Page:Réglemens sur les arts et métiers de Paris, rédigés au 13 siècle, et connus sous le nom du Livre des métiers d'Étienne Boileau.djvu/41

Le texte de cette page a été corrigé et est conforme au fac-similé.
xxvj
INTRODUCTION.

L’abbé en appela au Roi. Le parlement de Philippe décida que l’abbé avoit été dans son droit, et ordonna la main-levée de la saisie ; cependant la hanse fut assez puissante pour empêcher l’exécution de l’arrêt[1]. Elle força de même l’évêque de Paris de relâcher un bateau chargé de figues et d’autres denrées qu’un marchand espagnol avoit amené par la Seine, que la hanse déclaroit confisqué, et dont l’évêque, en sa qualité de seigneur de Saint-Cloud, avoit voulu s’emparer[2].

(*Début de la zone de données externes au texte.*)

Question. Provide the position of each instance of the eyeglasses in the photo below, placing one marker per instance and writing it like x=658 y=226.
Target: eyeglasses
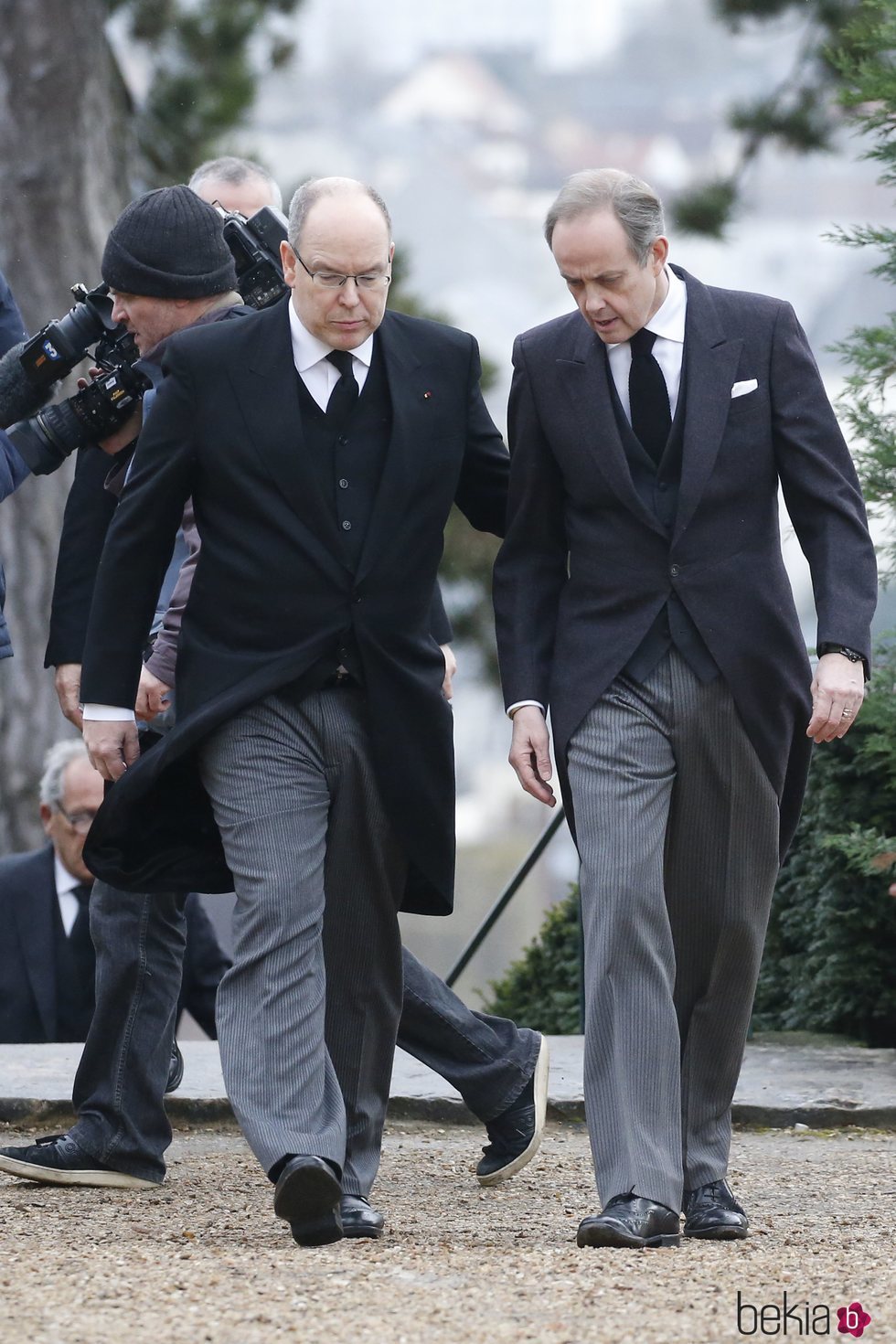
x=80 y=821
x=332 y=280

Plus d’une fois l’autorité royale invoquée par les forains fut obligée de restreindre la hanse aux limites de son privilège, qu’elle tendoit sans cesse à dépasser. C’est ainsi par exemple qu’elle prétendoit avoir le droit d’empêcher les habitans riverains au-dessous de Paris d’embarquer les vins de leur crû, pour les expédier en Normandie. Il fallut que le parlement du Roi se prononçât en faveur des vignerons dont la hanse avoit déjà saisi les denrées[3].

La hanse étoit pourtant assez bien partagée pour se contenter de ce qu’elle possédoit. En effet, indépendamment des bénéfices qu’elle retiroit de la navigation sur la Seine, elle exerçoit des droits importans qu’elle avoit obtenus des Rois pour accroître sa puissance.

Afin de pourvoir aux frais de construction du port du côté du Louvre, elle s’étoit fait accorder par Philippe-Auguste le droit de lever un impôt sur les denrées qui arrivoient par eau[4] : ils avoient acheté les criages de Paris, dont j’expliquerai plus tard la nature, et qui étoient la source d’un revenu important. Enfin c’étoient les magistrats de la marchandise de l’eau qui nommoient les mesureurs de grain et de sel, les courtiers, les jaugeurs, en un mot tous les préposés subalternes au commerce des vivres et du combustible.

  1. Voyez l’arrèt et la suite parmi les pièces de ce volume, p. 452.
  2. « Tandem cum pluries fuisset super hoc altercatum, quæ ipsa arrestatio facta fuit in cursum aquæ in quo Rex habet justitiam, idem episcopus…. apud Vicenas hæc facta emendavit Domino régi. » Arrêt du Parlement de l’an 1263, tiré du vol. 1 des Olim. et inséré par Lamare dans le tom. II de son Traité de la Police, p. 4.
  3. « Judicatum fuit quod vina hujusmodi non erant mercatura sive mercandisia. » Arrêt du Parlement de l’an 1264, tom. 1 des Olim. et inséré par Félibien au tom. I de l’Histoire de Paris. Un autre arrêt (ibid.), de l’an 1277, leur ordonne de restituer un bateau saisi à un marchand de Gascogne.
  4. Charte de l’an 1215, tom. I de l’Histoire de Paris.